The UPP also suggested boosting systems of participation by workers in management and employee stock-sharing plans. This is aimed at increasing the power of workers and keeping chaebol heads in check. The DUP is promoting measures including introducing multiple lawsuits against CEOs, easing requirements on class actions, expanding corporate disclosure and increasing shareholder meetings, and easing requirements allowing minority shareholders of listed companies to exercise their rights, in order to prevent tyranny by major shareholders.
“In order to allow more people to take part in shareholder meetings, [companies] should be made to reveal agendas three to four weeks in advance, rather than the current two weeks, and to introduce mandatory electronic voting so that minority shareholders can participate using social media,” said Kim U-chan, professor at KDI School of Public Policy and Management.

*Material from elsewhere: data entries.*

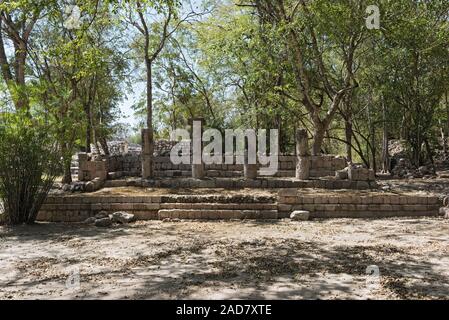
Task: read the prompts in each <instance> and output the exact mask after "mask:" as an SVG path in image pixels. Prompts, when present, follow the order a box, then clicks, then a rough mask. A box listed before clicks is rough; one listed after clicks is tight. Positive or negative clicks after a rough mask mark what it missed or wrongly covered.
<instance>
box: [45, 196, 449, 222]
mask: <svg viewBox="0 0 449 320" xmlns="http://www.w3.org/2000/svg"><path fill="white" fill-rule="evenodd" d="M441 205H442V203H441V201H440V200H439V199H438V198H436V197H430V196H416V195H396V194H382V193H367V192H340V193H339V192H334V193H323V192H321V193H320V192H316V191H315V192H310V191H309V193H307V192H305V191H303V190H298V189H286V190H281V191H280V192H279V193H278V195H277V196H276V195H273V196H271V195H269V196H267V195H260V196H259V195H247V194H233V195H226V194H219V195H196V194H187V195H169V194H168V195H143V196H142V195H126V196H125V195H123V196H120V195H83V196H76V195H53V196H49V197H48V198H47V199H46V202H45V204H44V205H43V206H42V208H41V211H40V212H39V215H38V220H40V221H52V222H82V221H84V220H86V219H87V218H89V217H92V216H94V215H96V214H97V213H99V212H102V211H105V212H106V213H114V212H117V211H126V212H129V213H133V214H135V215H136V217H137V218H138V219H142V220H154V219H165V218H178V219H278V218H286V217H289V216H290V213H291V212H292V211H295V210H306V211H309V212H310V213H311V218H380V217H393V216H438V215H439V208H440V207H441Z"/></svg>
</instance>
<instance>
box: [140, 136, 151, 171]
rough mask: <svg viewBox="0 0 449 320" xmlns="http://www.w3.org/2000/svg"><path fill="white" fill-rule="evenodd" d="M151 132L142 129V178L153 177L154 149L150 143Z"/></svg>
mask: <svg viewBox="0 0 449 320" xmlns="http://www.w3.org/2000/svg"><path fill="white" fill-rule="evenodd" d="M150 134H151V132H150V130H149V129H142V178H143V179H151V178H152V177H153V161H152V159H153V150H152V149H153V148H152V146H151V142H150Z"/></svg>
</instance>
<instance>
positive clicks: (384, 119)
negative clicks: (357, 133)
mask: <svg viewBox="0 0 449 320" xmlns="http://www.w3.org/2000/svg"><path fill="white" fill-rule="evenodd" d="M382 107H383V108H382V109H383V113H382V117H383V119H382V120H383V121H382V122H383V137H382V173H389V172H390V154H389V151H388V127H387V110H386V107H385V103H384V102H382Z"/></svg>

Many take the view that owner governance structures, in which chaebol heads wield absolute authority, must be improved if the risk posed by the heads is to be eliminated. Examples of this include tightening regulations regarding the holding company systems to increase minimum stakes in subsidiaries and sub-subsidiaries from the current 20% to 40% (40% to 60% in the case of unlisted companies), or introducing a system of a mandatory bid rule like in the UK. The mandatory bid rule system makes it mandatory for majority shareholders who acquire a stake of at least 30% to buy the shares of other shareholders at the highest price they paid their own. This could make it harder for chaebol to increase their numbers of subsidiaries using small stakes, thereby leading them to concentrate on their main areas of business.
It is not necessary to oppose the owner management system unconditionally just because of the serious risk posed by chaebol owners. Both owner management and manager management have their advantages and drawbacks. Typical examples of successful owner management include Hyundai-Kia Motors Group‘s growth into the world’s fifth largest automaker through chairman Chung Mong-koo‘s bold overseas investment and quality control-oriented management, and Samsung’s growth into a global IT power under the leadership of Lee Kun-hee.
Experts point out that owner management is most advantageous in the early stages of a company‘s establishment, but that its drawbacks are increasingly exposed as control passes to the second and third generations of owner families. “Incompetence and corruption on the part of heads are the weakest link in Korea’s chaebol system today,” said Kim Gi-won, professor at Korean National Open University.
“Founders are outstanding managers, but second and third generations are not born with genes that give them managerial ability, so they don‘t inherit it. When they take over management, their abilities have not been proven either. It is therefore highly likely that they will meet with crises in a rapidly changing managerial environment,” said Park Yoon-bae, President of Seoul Investment, a private equity firm.
English historian and philosopher Lord Acton once pointed out, “Power tends to corrupt, and absolute power corrupts absolutely.” As long as we fail to eliminate the risks associated with their heads, the chaebol’s owner management system will be hard to sustain.